Filling Your Toolbox
As you can see, a good writer keeps his toolbox full of a variety of options so that he can always pick out the tool exactly suited to the task at hand. But where does he get these tools, and how does he know which is the right one to use in any given situation?
The best way to recognize good writing is to read good writing. Whenever you run across a particularly compelling sentence or paragraph, stop and look it over. Copy it. Try to figure out why it is so effective. By analyzing sentences as we did in the examples in the previous post, you can start to get a feel for the best uses of each punctuation mark.
As for your own writing, scrutinize it critically. Ask yourself a few questions:
- Did I choose the absolute best punctuation mark for the job?
- Does the sentence say exactly what I intended?
- Is it easy to read and understand?
- Is it too choppy, too rambling, or just the right length?
- Have I overused a particular punctuation mark?

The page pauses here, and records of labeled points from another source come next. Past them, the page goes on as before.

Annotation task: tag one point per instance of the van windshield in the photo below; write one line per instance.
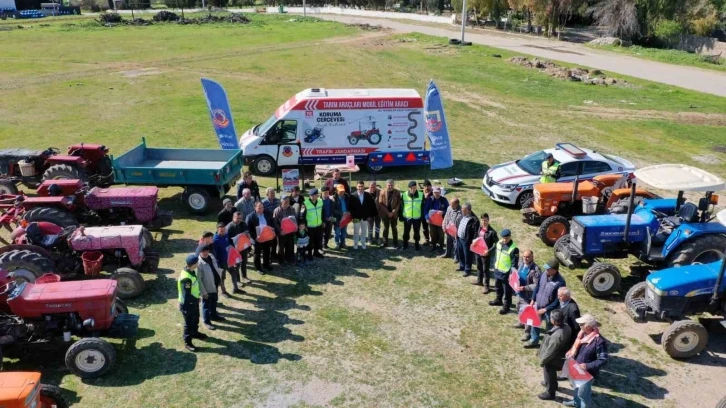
(262, 129)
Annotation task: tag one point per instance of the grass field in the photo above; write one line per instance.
(373, 328)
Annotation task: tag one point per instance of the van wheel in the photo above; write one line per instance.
(264, 165)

For the ultimate test, read your work aloud and do a similar analysis:
- Do the words sound right?
- Do you naturally emphasize the sentence the way you intended?
- Is the meaning clear?
- Can you read the paragraph without feeling breathless at the end?
The best writers rarely get it right the first time. They are, however, extremely skilled at recognizing phrases that could be improved and making the necessary changes. So check your work carefully. Look over your tools from time to time and make sure than an em dash is the ideal choice.
And don’t forget to analyze good writing and try to understand how each punctuation mark is used. There is no surer way of becoming a master than by studying the masters.
- There are two uses of the em dash in this selection from Rip Van Winkle by Washington Irving. How are the two em dashes used? In each case, rewrite the sentence using a different form of punctuation. Write an explanation of something using em dashes in the same way Irving did.
- Read the first paragraph at the top of page 47 (it begins on the bottom of page 46) from Alice’s Adventures in Wonderland by Lewis Carroll. How does Carroll use the dash? Rewrite the sentence using a different form of punctuation. Write a sentence of your own that uses the em dash in the same way Carroll did.
Daily Grammar: Dashes
Five lessons on the different ways to use dashes (answers included).
- Lesson 426
Show a break in thought.
- Lesson 427
Emphasize parenthetical material.
- Lesson 428
Indicate a summarizing clause.
- Lesson 429
- Lesson 430
Hyphens, Dashes, and Parenthesis
One-page worksheet where student makes the corrections. You might want to review the use of hyphens to complete the first part.
Answers to Suggestions Above
There is likely more than one answer here, but this is our stab at it. Also, remember that writers do not sit down and think about how they will use the em dash. They simply use the em dash as a tool to create.
- The two em dashes in the selection from Rip Van Winkle are used for emphasis. No other tool in the toolbox will create quite the same effect, and in the first case there really is no other option. If the author was not trying to emphasize the phrase war, Congress, Stony Point, he could have used parentheses.
- The em dashes from Alice’s Adventures in Wonderland are used to mark a change of thought. The author could have used ellipses or began an entirely new sentence set off with a period. Of course, neither would have been as effective.